We’ve all got regrets. The relationship we stayed in too long. The job we didn’t take. The words we wish we could take back.

I used to replay my mistakes like a bad Netflix show—over and over, hoping the ending would somehow change. Spoiler: it never did.

The past doesn’t need to be rewritten. It needs to be released.

What helped me was reframing mistakes as teachers. Instead of asking “Why did I screw up?” I started asking “What did I learn?” That simple shift turned regret into fuel.

The practice of letting go

Here’s the kicker: letting go isn’t something you do once and move on. It’s a practice.

Some days you’ll nail it. Other days you’ll find yourself clinging harder than ever. That’s normal.

A few practices that have helped me:

  • Journaling: writing out the things I’m holding onto, then asking, “Does this serve me?”

  • Meditation: training my mind to notice thoughts without clinging to them.

  • Decluttering: letting go physically makes it easier to let go mentally.

  • Rituals: sometimes I’ll literally write down what I’m letting go of and burn the paper. Sounds dramatic, but it works.

The key is to keep showing up.
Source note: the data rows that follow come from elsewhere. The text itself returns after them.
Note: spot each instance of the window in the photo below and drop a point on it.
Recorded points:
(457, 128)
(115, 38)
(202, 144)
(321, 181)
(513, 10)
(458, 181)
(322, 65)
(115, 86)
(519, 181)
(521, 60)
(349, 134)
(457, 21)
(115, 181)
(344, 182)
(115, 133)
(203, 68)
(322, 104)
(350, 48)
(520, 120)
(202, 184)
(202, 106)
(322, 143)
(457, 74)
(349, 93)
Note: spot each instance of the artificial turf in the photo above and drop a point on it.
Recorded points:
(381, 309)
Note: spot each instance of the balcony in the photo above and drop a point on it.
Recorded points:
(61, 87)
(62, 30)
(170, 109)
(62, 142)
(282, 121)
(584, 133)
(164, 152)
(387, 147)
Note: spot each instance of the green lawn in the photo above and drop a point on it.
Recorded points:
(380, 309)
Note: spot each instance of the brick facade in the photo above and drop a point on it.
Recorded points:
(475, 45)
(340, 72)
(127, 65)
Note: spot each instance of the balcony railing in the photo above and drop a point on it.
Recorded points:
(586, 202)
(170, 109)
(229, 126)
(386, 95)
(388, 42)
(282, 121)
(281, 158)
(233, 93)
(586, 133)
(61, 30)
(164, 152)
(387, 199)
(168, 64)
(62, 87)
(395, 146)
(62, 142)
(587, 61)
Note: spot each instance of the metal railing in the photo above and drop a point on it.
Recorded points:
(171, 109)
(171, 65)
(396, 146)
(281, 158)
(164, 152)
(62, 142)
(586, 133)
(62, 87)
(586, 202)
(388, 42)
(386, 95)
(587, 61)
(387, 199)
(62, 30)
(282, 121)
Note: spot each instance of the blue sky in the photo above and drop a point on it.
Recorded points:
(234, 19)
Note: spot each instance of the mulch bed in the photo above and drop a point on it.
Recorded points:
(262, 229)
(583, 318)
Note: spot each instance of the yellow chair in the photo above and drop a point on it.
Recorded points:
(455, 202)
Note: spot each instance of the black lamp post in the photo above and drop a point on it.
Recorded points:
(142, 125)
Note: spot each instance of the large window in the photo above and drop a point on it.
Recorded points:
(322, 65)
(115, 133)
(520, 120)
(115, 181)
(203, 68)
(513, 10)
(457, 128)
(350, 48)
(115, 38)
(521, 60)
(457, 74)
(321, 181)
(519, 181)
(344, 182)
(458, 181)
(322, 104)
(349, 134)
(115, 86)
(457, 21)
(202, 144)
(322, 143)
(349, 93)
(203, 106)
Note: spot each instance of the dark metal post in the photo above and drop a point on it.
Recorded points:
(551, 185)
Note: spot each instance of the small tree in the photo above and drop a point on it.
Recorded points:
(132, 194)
Bit by bit, it gets easier.

The freedom that follows

Letting go doesn’t make life perfect. It makes it real.

When you stop gripping so tightly, you realize how much space you’ve been wasting on things that don’t matter. And in that space, new energy, people, and opportunities show up.

For me, letting go has meant more peace, more clarity, and a hell of a lot less stress. I’m not carrying the weight of everyone else’s expectations, my old mistakes, or habits that drain me.

I’m not always perfect at it—no one is. But I’m lighter than I used to be. And that’s enough.

Closing thoughts

So here’s the question: what are you holding onto that no longer serves you?

A toxic friendship? A belief that keeps you small? A regret that eats you alive?

Whatever it is, remember this: letting go isn’t about losing. It’s about gaining back your freedom.

And the art of letting go? It’s a practice worth mastering.